まずった……。そういや俺、昨日こいつに事情を説明するって言ったっけ……。
都合よく忘れてくれたらと思うが、コイツ無駄に記憶力だけは良いんだよな。それに変に頭が回るし。
その頭の回転を少しは勉強に回せば、こいつも少しは女子にモテるようになるのに。あ、顔ってハンデか……。

「さぁ説明したまえ。あの転入生が君の家を探してた理由、関係、それに」
「分かった分かった、授業が終わったら説明してやるよ」

草川の疑問を軽くいなし、俺はとりま授業に集中する事にした。つってもあと10分程度だけど。

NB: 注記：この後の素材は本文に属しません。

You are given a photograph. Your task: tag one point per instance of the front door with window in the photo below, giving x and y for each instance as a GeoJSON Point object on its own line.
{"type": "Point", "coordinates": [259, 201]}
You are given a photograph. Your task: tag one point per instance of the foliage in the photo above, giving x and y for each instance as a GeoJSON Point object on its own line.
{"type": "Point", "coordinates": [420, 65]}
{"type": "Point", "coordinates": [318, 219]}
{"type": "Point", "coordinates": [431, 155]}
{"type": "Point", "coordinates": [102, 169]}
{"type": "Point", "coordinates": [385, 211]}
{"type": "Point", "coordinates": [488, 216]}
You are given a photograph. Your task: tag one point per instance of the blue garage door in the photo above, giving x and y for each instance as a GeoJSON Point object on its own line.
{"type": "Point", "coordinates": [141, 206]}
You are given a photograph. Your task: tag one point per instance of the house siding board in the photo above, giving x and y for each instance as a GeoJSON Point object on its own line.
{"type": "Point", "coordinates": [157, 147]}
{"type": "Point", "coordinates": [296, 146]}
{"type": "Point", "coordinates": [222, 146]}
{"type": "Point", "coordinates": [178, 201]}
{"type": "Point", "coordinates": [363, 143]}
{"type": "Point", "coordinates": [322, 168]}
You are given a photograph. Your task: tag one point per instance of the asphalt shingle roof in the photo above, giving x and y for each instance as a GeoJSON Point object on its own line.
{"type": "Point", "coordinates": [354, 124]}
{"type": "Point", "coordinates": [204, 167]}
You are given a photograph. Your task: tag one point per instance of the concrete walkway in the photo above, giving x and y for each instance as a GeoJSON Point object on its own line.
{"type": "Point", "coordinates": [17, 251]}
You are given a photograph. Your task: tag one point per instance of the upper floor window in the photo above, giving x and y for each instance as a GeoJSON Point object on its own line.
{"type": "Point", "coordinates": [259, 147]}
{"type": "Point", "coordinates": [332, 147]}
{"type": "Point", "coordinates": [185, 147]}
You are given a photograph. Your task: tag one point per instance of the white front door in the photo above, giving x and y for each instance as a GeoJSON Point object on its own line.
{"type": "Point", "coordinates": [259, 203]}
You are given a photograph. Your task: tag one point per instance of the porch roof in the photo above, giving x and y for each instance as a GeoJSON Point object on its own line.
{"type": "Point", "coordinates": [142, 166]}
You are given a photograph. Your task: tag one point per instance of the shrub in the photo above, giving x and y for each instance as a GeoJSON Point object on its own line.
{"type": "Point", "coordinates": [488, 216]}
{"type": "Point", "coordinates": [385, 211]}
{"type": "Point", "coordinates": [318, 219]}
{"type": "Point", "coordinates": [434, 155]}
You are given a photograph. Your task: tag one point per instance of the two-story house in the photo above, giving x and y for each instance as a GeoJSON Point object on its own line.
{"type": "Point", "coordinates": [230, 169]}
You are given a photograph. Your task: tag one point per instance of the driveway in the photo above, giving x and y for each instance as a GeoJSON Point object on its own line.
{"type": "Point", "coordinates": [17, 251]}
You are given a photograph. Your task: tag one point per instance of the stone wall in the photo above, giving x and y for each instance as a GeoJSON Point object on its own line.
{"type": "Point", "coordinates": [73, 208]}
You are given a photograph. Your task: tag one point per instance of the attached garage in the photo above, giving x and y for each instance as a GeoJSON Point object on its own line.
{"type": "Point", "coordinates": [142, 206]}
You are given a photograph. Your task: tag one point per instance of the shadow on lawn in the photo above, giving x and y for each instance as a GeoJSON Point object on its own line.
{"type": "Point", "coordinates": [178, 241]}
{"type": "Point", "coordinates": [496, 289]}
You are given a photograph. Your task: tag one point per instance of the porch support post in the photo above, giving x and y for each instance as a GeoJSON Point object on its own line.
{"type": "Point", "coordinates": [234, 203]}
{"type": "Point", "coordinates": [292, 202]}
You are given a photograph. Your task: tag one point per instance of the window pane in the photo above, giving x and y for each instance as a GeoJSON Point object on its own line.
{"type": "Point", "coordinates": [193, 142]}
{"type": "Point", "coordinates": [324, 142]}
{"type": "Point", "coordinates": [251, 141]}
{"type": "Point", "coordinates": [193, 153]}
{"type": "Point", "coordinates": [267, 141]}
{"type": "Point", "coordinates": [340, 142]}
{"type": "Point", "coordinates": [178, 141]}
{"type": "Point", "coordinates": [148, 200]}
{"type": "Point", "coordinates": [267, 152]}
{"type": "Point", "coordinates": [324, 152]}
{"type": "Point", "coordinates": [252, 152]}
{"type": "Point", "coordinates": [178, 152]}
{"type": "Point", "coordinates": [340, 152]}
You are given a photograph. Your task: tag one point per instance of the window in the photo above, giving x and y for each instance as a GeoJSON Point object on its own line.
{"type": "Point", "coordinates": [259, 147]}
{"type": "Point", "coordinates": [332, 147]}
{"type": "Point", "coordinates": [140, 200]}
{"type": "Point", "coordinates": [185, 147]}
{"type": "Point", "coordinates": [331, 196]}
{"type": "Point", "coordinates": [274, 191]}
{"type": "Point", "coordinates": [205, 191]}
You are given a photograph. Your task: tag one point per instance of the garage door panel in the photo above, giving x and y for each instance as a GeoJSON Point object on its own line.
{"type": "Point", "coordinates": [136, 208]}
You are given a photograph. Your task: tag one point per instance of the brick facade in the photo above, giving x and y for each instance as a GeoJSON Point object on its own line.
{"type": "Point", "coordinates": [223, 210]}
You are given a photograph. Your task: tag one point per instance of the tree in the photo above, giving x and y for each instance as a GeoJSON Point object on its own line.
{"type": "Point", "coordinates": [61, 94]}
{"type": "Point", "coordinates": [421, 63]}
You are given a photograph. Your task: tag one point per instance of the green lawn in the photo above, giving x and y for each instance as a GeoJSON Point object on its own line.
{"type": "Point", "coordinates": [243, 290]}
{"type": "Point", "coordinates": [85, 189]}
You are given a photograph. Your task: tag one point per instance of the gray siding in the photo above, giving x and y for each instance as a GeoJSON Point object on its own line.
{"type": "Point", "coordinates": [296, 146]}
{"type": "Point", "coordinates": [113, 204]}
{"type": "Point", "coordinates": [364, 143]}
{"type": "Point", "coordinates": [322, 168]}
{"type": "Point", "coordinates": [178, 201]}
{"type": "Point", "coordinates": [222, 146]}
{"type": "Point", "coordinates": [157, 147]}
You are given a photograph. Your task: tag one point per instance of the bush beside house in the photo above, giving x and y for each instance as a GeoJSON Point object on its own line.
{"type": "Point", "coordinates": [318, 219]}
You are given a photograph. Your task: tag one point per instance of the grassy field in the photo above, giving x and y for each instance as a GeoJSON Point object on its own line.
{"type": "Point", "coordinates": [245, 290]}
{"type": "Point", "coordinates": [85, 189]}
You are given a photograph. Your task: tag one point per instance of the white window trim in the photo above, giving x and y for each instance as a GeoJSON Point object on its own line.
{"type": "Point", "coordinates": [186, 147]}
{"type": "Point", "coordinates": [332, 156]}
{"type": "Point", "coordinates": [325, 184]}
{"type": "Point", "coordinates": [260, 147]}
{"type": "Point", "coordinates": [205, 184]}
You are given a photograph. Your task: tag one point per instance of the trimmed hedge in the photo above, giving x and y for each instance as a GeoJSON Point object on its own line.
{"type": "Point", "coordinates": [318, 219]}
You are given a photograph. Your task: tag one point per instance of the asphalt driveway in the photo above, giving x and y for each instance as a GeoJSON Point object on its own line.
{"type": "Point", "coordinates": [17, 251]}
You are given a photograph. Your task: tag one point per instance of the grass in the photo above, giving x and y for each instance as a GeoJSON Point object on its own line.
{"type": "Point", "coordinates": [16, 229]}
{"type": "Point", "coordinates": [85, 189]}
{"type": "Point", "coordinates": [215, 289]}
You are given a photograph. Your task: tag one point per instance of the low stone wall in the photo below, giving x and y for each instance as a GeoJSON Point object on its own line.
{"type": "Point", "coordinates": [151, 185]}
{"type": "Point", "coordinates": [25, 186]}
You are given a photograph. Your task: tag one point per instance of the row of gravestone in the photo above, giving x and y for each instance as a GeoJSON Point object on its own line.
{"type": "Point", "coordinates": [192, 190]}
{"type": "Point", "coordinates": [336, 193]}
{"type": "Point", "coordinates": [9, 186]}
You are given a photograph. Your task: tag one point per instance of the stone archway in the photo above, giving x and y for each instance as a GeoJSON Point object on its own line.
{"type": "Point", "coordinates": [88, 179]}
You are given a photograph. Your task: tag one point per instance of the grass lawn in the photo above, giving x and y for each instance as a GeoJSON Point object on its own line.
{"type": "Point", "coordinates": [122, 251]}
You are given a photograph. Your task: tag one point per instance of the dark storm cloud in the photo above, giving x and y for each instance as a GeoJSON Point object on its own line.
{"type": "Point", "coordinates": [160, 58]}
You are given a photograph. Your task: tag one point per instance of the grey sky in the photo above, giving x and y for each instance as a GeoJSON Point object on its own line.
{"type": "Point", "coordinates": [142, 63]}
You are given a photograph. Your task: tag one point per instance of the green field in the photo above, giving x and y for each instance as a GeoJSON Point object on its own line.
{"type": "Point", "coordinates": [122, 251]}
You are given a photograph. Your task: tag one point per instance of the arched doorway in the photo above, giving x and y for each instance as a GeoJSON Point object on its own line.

「それじゃあ今日はここまで。ちゃんと復習しておけよ」
「起立、礼」

最悪だ……。授業の内容は全く頭に入ってこなかった。集中しようとするがノートに上手く先生が話した内容が書けない。
何というか昨日の事が頭をよぎって……。だって将来があんな真っ暗だとは思わなかったし、それに俺の将来も穏やかなもんじゃないって分かっちゃったし。
結構弱いのね、俺……。精神的に大ダメージ追ってるし、今日くらいはずる休みしても罰当たんなかったんじゃね?
そんな俺の悩みも露知らず、草川がドンっと俺の机に図々しく座り、説明を求めてきやがった。

「さぁ、説明して貰おうか」

うぜぇ……。コイツごと机を窓から投げ捨てたい気分。俺は草川を無視してメルフィーに目を向けた。
……女生徒とすげーにこやかな笑顔で話してるよ。馴染みすぎっつーか、応用力高すぎるぞ、メルフィー。じっと耳を澄まし、その会話を聞く。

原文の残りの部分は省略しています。